Page 60 of Stand
“I know who you were then,” he said into her hair. “And I know who you are now. And I like you just fine.”
“Well, don’t.” She tensed up, but he was rubbing her back again, and she couldn’t resist his sympathy.
“I can’t help it,” he said.
Yeah, well, she couldn’t help it either. The longer she spent with Ty, the more she found herself regretting and wishing for the end of this trip. What else could she do? Women like her didn’t get to have relationships with men like him. Forget the whole living-in-different-states thing; Sam was a rolling stone, and thelastthing Ty needed in his life was a woman who might be off on a different dig in a couple years. New zip codes excited Sam; Ty hadn’t moved out of his in a decade.
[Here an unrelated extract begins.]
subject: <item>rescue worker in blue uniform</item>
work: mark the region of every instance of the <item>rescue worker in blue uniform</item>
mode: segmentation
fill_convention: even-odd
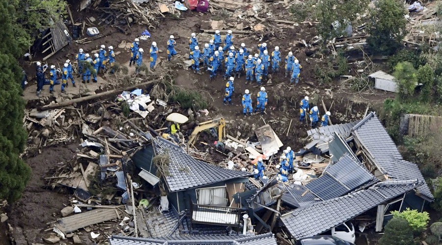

So she should be standing, brushing off her butt, and driving them where they needed to go. But oh, could she just take one more second to love his arms around her? To breathe in the comfort he offered, a comfort beyond anything sexual she’d enjoyed until now? Could she forget that in two days she’d say goodbye to his kids for the last time and might never be allowed to ask after them again? Never help Alyssa through high school the way Sam wished she’d been? Never help Matt with his college choices? Never get inside Ty’s head and find out why he smelled like wood shavings when his career seemed to be spent on a computer?
“I guess I can’t help it either,” she said.
Ty delicately peeled the wet strands of hair from her face, lifting it toward him. Sam resisted, swiping at her wet cheeks, not wanting him to see her ridiculousness. He shook his head and kept hold of her chin. “Whatever we have, Indy,” he said softly, “you won’t have to hide from me. Of all people, you don’t have to hide from me.”
“What do we have?” The billion-dollar question. She bit her lip, willing him to have the answer.
“I don’t know,” he said. “Just… right now, I guess.”
And since his hands were already on her face, it was easy to angle her mouth and kiss him, ever so lightly.
The burst of longing made Sam gasp out of proportion to the quick touch of his lips. To have this stalwart man by her side! A man who never asked anything from her, who never wanted to control her but would just be there, standing by her when she needed and waiting for her when she needed that. To have an infinity of those kisses that said so much.
Could they even—?
“God, Dad!”
The voice coincided with a pair of furry paws that tumbled into the two of them and knocked them onto the ground.Shit.
“Uh,” Ty said. Which sounded about right.
“I knew it!” Matt said. “The mean girl! Again! Jesus Christ, Dad!”
“My fault,” Sam said at once, though her voice was a mumble, her lips still numb from Ty’s light kiss. “That’s on me.”
“Stop it, Sam,” Ty said. “You don’t have to take the blame for everything.” He stood and pulled her to her feet. Cairo pulled himself out of Alyssa’s hands and gamboled around his mistress, so Sam couldn’t focus on what Ty and Matt were saying to each other. But Matt made his point by stalking away from the scene, and Alyssa followed, glancing back only to give Sam one more reproachful look.
“Well, shit,” Sam said.
Ty laughed. “I don’t even know what we’re in trouble for. Specifically.”
“Me either.” What had they said to each other? Had the kiss just been because of their closeness? Because Sam had been vulnerable? Was Matt pissed because he thought Sam was angling to replace his mother? Or because she wasn’t?
“We’d better follow them,” Ty said. “Or Matt might play on the highway just to tick me off.”
Sam grasped Cairo’s leash more tightly and followed him back to the car.
Chapter 17
St. Louis had so much to see, so much history running through it. But Sam didn’t even bother suggesting that they do a tour when they arrived that night. She could count the number of words they’d exchanged in the car over the last few hours. They’d booked a motel on the outskirts—a cheaper place than where Sam usually stayed—that took dogs and would get them back on the highway quickly the next morning. Tonight, tomorrow night, and they would be done.
Sam focused on getting Cairo out of the back and over to a patch of grass while the others took out their backpacks. But they were waiting for her at the entrance to the lobby, so she had little time to gather herself before Matt strode through the door.
A woman came out of a room separated from the lobby by a bead curtain. Sam hadn’t seen one of those since college, and then only because one of her friends had been trying to relive the ’60s. The woman herself was young, wearing cutoffs and a T-shirt that bared her midriff. She had a baby on her hip.
“Hi there!” she said through a wad of gum. The baby looked just like her, blond and big-eyed, though unlike her cheery welcome, it was solemnly gazing at Sam while one chubby hand had half the woman’s breast in its grip.
“Hello,” Sam said, trying to remember how to be a normal, polite human being. “I called earlier. Fielding? Two twins?”
“Oh sure!” said the woman—actually, the more she talked, the more Sam wondered if she was even twenty-one yet—“so glad you made it!” She sat the baby down on the countertop and pulled a tablet from under it with one hand, keeping one hand on the child’s chubby leg as she did so. “I’m Tammy, by the way.”